Nous y sommes néanmoins arrivés. Sans doute les salaires ont-ils un peu stagné les premières années, mais, depuis, un rattrapage naturel s'est opéré assez rapidement. Les 35 heures n'ont certainement pas permis d'acheter la paix sociale dans les entreprises ni de réduire les ambitions des collaborateurs en matière d'évolution salariale !

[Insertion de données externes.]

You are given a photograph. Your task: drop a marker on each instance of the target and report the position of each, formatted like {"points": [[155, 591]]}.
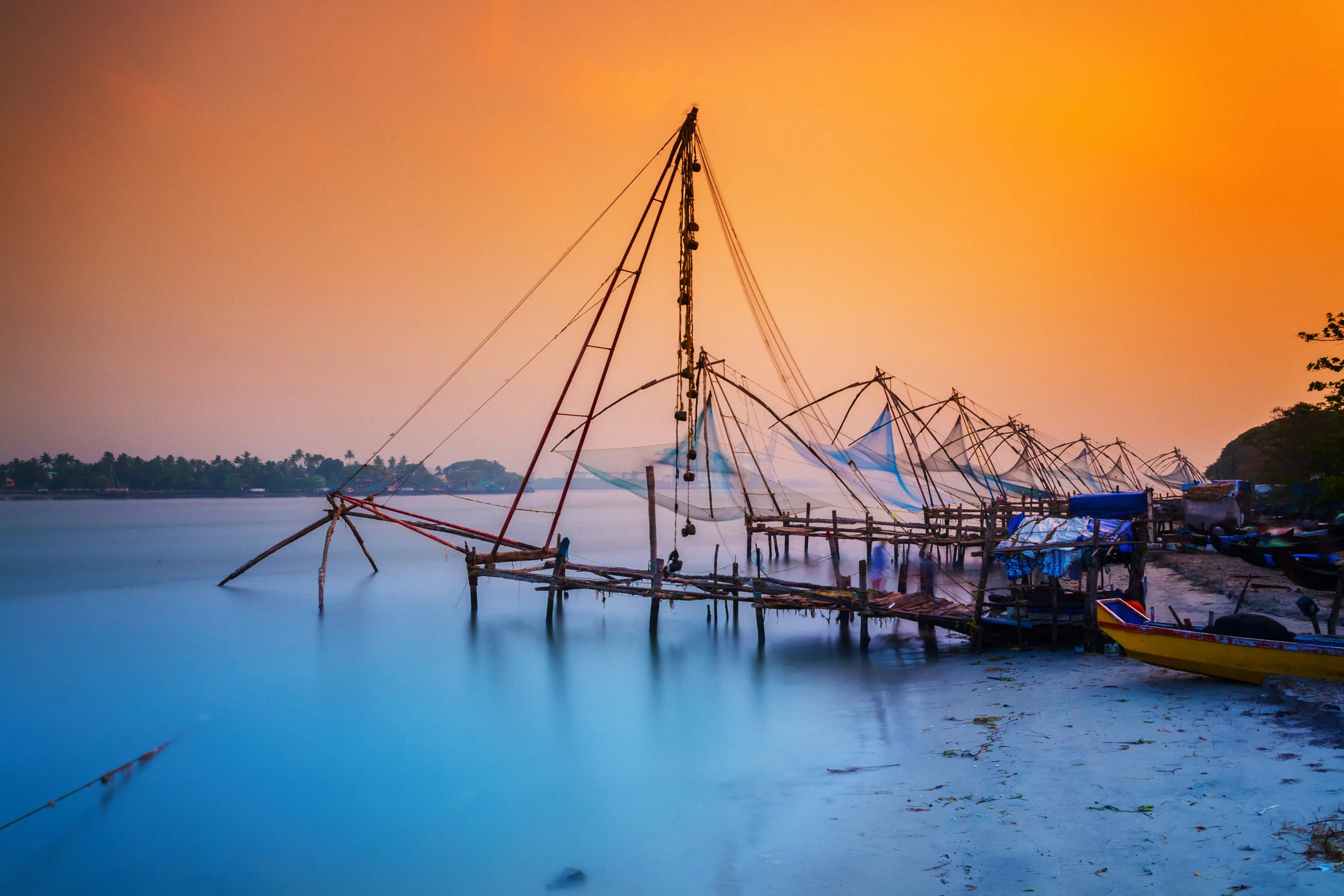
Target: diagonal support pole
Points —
{"points": [[277, 547], [321, 570], [362, 546]]}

Sur le plan financier, il est difficile d'évaluer quatorze ans après l'impact spécifique de la réduction du temps de travail dans notre entreprise. Depuis 1999, ses effectifs ont triplé – de huit à vingt-cinq salariés –, son chiffre d'affaires a plus que doublé – de 1,75 million à 3,7 millions d'euros – et sa rentabilité a fondu – de 100 000 euros à zéro, mais je me garderai bien d'affirmer que c'est la faute aux 35 heures !
Ce que je peux dire, c'est que les 35 heures ont vraisemblablement participé à la complexification de l'activité et de la gestion d'une TPE. Mais combien de nouvelles lois sont-elles venues rendre la fiscalité et le droit du travail encore plus complexes depuis lors ?
De même, les 35 heures ont fatalement contribué à renchérir le coût du travail. Mais combien de nouvelles mesures fiscales et d'augmentations de taux sont-elles venues alourdir la facture des entreprises depuis lors ?
L'enjeu majeur pour que notre entreprise retrouve de la compétitivité est-il la durée du travail ? Je ne le crois vraiment pas, et espère que vous m'excuserez de faire quelques remarques « hors sujet ».
Si l'objectif premier des politiques publiques françaises est de réduire le chômage, pourquoi le travail est-il ce qui est le plus taxé aujourd'hui ?
Mon entreprise a vingt-sept collaborateurs. Une qui est à 5 heures hebdomadaires : ma grand-mère, qui vient une fois par semaine mettre les factures sous pli. Un qui travaille 15 heures, un 20 heures, un 26,5 heures, dix qui sont aux 35 heures, une à 36, quatre à 39, deux à 40 et six qui ont des conventions de forfait jours. Les 35 heures ne sont donc pas plus, pour nous, que la durée légale du travail. Le temps du travail est presque devenu un outil de négociation salariale à l'embauche : les heures supplémentaires, par exemple, peuvent permettre d'atteindre un seuil psychologique de salaire.
Bref, chez nous, le « travailler plus pour gagner plus » marche encore, si l'on excepte quelques collaborateurs qui, depuis peu, refusent de faire des heures supplémentaires de peur de payer trop d'impôts. À notre niveau, il n'existe aucun souhait de remettre en question les 35 heures. Peut-être aurions-nous besoin d'un assouplissement du contingent d'heures supplémentaires, mais je dois avouer qu'il n'est arrivé qu'une fois en quelques années qu'un salarié dépasse le seuil conventionnel de 230 heures par an.
En revanche, à l'heure où l'on évoque l'assouplissement ou l'abrogation des 35 heures, je m'étonne que l'on tende à créer des contraintes supplémentaires comme la limitation du recours au temps partiel ou de l'accès aux stages. Ce que nous voyons se profiler, ce sont plutôt de nouvelles contraintes et de nouvelles règles qui rendront notre travail toujours plus compliqué. Or, plus l'entreprise est petite, plus il est difficile d'y faire face, que ce soit par manque de temps ou par manque de compétences. Pour gérer une activité de nos jours, il faut davantage faire appel aux experts-comptables, aux avocats, etc. Cet argent et ce temps dépensés pour s'adapter à l'environnement législatif et fiscal ne sont pas mis au service de la création de valeur.
Les 35 heures me semblent donc être l'arbre qui cache la forêt. Le problème n'est pas tant celui de la définition de la durée légale du temps de travail que celui de la souplesse qui pourrait aider les petites entreprises à créer de la valeur.
Si le passage aux 35 heures n'a pas créé autant d'emplois que ce que l'on aurait pu espérer, c'est que les créations d'emplois, que l'on sait par expérience très peu flexibles, font peser sur les entreprises un risque que ne font pas peser les heures supplémentaires, par définition flexibles. Pour créer véritablement de l'emploi par la réduction du temps de travail, il faut parallèlement assouplir le droit du travail afin de permettre d'embaucher et de licencier beaucoup plus facilement, comme on peut donner ou retirer des heures supplémentaires selon les besoins de l'activité.